Gustavo Menezes explica que projetos de diferentes pesquisadores forneceram os recursos para a compra de um microscópio confocal convencional, mais barato, com funcionalidades reduzidas para caber no orçamento disponível. “Como o equipamento não respondia a determinadas perguntas, nós o modificamos. O mesmo ocorreu com os reagentes. O método já existia, feito de outras maneiras, por outros pesquisadores. O que fizemos foi adaptá-lo às condições mais básicas possíveis, vividas por grupos como o nosso”, diz.

Mesmo sem estar localizado em um laboratório multiusuário, o microscópio é compartilhado por mais de 30 grupos de pesquisa. “É um modelo de como investir dinheiro público. Cada real gasto nesse microscópio é muito bem utilizado por muita gente”, garante. Ao ressaltar que o trabalho que originou o artigo foi totalmente realizado por pesquisadores brasileiros, Gustavo Menezes comenta: “há quem diga que isso é falta de internacionalização. Nós encaramos como independência, até porque, em outros trabalhos, temos parcerias internacionais”.

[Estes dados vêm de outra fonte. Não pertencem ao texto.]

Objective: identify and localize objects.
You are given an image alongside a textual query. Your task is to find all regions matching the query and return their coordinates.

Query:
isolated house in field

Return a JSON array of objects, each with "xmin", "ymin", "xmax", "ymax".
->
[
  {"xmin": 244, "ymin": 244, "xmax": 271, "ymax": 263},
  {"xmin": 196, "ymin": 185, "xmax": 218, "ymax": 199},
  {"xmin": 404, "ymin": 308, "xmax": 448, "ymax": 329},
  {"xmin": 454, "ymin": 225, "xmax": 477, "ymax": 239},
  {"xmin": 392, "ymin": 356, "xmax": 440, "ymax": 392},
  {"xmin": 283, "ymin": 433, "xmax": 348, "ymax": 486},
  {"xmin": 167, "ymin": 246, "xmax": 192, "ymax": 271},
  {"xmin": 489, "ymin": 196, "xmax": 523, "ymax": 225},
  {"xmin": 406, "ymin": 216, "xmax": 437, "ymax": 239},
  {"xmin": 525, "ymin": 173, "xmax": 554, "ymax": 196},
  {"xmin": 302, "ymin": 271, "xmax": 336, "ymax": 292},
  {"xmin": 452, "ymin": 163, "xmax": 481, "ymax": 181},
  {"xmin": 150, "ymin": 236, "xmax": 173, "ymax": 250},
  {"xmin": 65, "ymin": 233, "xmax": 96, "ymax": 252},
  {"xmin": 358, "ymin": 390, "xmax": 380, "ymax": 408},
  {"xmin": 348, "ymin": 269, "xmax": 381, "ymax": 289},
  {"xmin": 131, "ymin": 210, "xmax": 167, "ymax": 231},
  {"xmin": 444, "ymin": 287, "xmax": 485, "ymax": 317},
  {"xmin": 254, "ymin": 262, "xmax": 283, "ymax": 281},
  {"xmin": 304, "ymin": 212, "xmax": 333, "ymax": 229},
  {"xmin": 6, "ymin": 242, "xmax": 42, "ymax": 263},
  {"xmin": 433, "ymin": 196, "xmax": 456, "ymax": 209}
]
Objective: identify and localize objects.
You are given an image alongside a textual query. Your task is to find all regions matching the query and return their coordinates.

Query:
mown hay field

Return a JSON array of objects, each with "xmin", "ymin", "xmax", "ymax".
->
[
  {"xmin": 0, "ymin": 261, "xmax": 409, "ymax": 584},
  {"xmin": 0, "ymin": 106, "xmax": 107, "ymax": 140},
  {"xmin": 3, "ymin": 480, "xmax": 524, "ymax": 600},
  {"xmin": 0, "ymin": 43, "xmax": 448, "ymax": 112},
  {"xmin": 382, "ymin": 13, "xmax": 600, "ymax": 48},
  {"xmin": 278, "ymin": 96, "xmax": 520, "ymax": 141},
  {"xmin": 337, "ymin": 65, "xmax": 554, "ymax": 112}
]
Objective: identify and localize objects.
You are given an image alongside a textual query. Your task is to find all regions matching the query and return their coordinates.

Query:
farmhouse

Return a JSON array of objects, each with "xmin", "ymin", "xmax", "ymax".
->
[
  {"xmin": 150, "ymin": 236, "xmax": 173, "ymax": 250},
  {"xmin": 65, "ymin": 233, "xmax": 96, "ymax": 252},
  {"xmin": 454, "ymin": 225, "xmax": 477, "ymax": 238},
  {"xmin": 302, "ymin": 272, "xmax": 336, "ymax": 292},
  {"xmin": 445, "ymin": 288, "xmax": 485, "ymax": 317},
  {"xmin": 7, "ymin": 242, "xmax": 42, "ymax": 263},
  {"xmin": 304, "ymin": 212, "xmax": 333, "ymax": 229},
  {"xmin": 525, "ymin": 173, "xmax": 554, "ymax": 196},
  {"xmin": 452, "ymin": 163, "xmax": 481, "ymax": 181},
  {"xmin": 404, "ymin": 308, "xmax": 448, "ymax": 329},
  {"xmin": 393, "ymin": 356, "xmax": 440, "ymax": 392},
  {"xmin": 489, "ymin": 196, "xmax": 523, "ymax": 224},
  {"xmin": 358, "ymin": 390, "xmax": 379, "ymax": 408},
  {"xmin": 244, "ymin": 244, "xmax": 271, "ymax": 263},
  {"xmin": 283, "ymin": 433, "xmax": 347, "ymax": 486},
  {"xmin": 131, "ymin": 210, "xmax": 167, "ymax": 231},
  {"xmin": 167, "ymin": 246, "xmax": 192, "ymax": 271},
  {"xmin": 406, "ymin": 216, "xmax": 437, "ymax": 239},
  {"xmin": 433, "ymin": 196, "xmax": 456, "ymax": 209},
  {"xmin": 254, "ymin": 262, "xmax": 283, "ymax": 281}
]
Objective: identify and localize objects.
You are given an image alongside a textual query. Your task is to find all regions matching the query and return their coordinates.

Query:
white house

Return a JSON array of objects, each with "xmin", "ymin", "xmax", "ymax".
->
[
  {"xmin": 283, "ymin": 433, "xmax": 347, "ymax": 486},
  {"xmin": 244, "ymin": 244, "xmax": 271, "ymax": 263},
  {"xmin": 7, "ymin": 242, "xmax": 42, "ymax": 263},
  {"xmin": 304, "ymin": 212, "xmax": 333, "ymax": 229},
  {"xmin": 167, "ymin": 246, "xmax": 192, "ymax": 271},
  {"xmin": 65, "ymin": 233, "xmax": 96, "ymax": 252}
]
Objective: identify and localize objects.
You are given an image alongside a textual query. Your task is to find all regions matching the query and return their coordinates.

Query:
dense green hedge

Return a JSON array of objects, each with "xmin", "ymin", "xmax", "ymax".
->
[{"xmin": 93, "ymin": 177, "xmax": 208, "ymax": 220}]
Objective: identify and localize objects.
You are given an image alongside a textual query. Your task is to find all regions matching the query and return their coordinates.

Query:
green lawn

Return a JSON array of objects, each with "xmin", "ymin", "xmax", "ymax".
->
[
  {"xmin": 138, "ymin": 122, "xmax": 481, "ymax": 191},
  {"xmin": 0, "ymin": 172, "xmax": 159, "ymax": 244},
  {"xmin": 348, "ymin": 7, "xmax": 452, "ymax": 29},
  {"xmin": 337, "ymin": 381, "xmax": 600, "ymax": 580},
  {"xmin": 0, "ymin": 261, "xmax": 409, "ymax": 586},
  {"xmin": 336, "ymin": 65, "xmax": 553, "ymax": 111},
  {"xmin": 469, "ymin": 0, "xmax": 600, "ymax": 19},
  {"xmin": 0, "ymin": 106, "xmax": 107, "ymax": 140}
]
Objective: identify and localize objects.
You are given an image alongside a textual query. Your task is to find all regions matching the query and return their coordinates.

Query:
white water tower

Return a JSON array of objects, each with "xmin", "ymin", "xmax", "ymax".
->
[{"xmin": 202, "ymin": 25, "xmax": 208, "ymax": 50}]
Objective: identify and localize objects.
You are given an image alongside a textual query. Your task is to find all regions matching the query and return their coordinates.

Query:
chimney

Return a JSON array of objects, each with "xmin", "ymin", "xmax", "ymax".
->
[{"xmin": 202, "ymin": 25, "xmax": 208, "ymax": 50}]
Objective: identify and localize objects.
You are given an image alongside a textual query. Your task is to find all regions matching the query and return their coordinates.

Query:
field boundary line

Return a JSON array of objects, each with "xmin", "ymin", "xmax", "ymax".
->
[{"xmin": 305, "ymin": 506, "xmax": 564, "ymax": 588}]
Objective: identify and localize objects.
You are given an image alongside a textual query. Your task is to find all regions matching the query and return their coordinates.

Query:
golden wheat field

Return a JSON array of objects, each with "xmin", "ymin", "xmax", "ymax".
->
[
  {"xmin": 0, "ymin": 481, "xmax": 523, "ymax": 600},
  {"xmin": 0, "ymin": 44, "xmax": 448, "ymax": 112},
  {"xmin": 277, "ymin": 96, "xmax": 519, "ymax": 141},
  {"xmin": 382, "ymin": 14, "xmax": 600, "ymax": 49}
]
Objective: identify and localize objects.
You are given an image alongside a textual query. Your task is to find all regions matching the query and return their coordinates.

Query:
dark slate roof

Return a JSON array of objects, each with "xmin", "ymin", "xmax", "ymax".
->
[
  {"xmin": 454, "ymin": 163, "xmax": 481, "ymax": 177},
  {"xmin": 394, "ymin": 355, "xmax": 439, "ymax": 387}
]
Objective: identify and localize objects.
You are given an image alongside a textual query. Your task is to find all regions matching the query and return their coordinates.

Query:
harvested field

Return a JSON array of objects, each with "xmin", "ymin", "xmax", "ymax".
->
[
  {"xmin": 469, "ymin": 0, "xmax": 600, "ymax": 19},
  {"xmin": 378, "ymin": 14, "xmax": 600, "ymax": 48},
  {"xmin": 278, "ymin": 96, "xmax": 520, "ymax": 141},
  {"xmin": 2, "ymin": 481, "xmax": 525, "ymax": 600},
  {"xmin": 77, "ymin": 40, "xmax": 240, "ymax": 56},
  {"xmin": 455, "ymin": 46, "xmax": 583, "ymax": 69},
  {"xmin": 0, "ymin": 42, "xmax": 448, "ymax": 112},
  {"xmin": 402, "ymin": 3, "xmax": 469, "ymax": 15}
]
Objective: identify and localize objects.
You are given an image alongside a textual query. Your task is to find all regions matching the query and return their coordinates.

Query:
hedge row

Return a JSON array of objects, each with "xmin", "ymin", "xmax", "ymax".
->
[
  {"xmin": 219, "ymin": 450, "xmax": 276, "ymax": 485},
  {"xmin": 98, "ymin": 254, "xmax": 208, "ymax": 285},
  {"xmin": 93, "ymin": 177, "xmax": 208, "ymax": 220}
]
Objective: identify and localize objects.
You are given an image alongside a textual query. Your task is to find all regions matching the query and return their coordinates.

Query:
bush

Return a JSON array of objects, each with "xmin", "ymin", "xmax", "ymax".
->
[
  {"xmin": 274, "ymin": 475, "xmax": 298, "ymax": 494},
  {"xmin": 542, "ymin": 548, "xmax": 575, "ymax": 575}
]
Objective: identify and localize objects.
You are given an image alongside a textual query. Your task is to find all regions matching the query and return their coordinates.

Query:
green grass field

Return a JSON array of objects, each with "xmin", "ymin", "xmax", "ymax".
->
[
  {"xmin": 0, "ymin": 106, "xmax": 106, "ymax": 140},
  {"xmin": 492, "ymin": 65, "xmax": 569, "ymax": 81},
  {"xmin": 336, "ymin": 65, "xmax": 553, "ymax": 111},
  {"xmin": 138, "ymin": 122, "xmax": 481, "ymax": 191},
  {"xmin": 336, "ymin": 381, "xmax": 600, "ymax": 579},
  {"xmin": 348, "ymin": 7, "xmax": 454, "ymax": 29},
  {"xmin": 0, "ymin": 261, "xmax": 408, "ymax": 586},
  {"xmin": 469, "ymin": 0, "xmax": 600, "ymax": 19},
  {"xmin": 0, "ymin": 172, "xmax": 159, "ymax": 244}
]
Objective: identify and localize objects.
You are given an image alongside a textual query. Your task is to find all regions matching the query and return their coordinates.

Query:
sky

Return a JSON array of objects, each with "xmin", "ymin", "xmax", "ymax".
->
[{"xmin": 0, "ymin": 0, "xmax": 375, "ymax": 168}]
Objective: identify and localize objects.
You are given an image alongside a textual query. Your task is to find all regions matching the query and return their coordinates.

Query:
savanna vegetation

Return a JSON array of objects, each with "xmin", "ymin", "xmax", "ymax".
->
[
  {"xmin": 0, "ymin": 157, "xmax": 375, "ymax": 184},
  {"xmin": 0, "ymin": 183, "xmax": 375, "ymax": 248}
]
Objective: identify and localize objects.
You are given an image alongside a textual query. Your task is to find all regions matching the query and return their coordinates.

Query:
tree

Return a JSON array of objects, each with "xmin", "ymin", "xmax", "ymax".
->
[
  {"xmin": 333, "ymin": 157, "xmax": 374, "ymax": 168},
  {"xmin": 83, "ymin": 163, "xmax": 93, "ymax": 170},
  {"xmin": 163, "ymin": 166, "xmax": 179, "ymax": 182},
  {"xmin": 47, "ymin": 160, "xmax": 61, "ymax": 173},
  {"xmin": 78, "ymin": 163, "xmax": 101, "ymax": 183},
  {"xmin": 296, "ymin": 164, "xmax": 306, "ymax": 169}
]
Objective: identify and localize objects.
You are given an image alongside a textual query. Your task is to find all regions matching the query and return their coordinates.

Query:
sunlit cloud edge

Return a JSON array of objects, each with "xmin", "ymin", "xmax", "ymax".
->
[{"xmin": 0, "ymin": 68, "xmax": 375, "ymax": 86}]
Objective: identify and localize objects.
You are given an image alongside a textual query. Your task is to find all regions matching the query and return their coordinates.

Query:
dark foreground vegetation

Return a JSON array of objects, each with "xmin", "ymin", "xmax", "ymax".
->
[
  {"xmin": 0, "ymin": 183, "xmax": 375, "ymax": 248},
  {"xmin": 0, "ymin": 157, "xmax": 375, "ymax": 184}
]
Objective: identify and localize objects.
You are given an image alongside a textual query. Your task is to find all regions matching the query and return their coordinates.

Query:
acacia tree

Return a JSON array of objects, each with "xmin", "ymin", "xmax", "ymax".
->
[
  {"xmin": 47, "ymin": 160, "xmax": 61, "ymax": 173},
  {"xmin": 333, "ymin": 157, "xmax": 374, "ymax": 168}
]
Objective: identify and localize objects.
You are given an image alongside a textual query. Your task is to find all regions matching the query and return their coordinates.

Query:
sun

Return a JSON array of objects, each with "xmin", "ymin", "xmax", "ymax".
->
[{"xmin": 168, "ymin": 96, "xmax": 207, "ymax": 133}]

Segundo ele, a intenção ao publicar o artigo foi de facilitar a vida de pesquisadores do mundo inteiro, não só dos que trabalham com fígado e biologia de leucócitos – foco da pesquisa que ele coordena –, mas também para os que estudam fenômenos fisiológicos normais e biologia básica. “Assim como adaptamos um método, esperamos que outros melhorem o nosso e joguem também na rede, para que a informação flua”, sugere. Menezes também reforça a importância desse tipo de publicação, já que artigos acadêmicos em geral não oferecem a oportunidade de descrição do método de forma a ser reproduzido tão fidedignamente como ocorre em uma revista de protocolo. “Nossa perspectiva, agora, é tentar adaptar tecnologias de ponta – como microscopia de super-resolução –, que são as de alto custo, para utilização in vivo, o que ainda não é feito”, completa.

Gustavo Menezes informa que além de mestrandos, doutorandos, pós-doutorandos e pesquisadores, o trabalho envolveu alunos que, na época, eram bolsistas de Iniciação Científica. “Foi uma colaboração entre os vários estágios da formação científica, com pessoas em início de carreira já participando de um trabalho de tecnologia avançada”, diz o professor, ao lembrar que essa sistemática de trabalho enriquece a formação dos estudantes, pois oferece a eles a oportunidade de acompanhar desde a gênese da ideia do experimento à redação do artigo, passando por etapas como cirurgia – mantendo o animal no microscópio vivo e sem dor –, captura e conversão da imagem.

Artigo: Imaging liver biology in vivo using conventional confocal microscopy
Autores: Pedro Marques, Maísa Antunes, Bruna David,Rafaela Pereira, Mauro Teixeira e Gustavo Menezes
Publicado na revista Nature Protocols (www.nature.com/nprot/).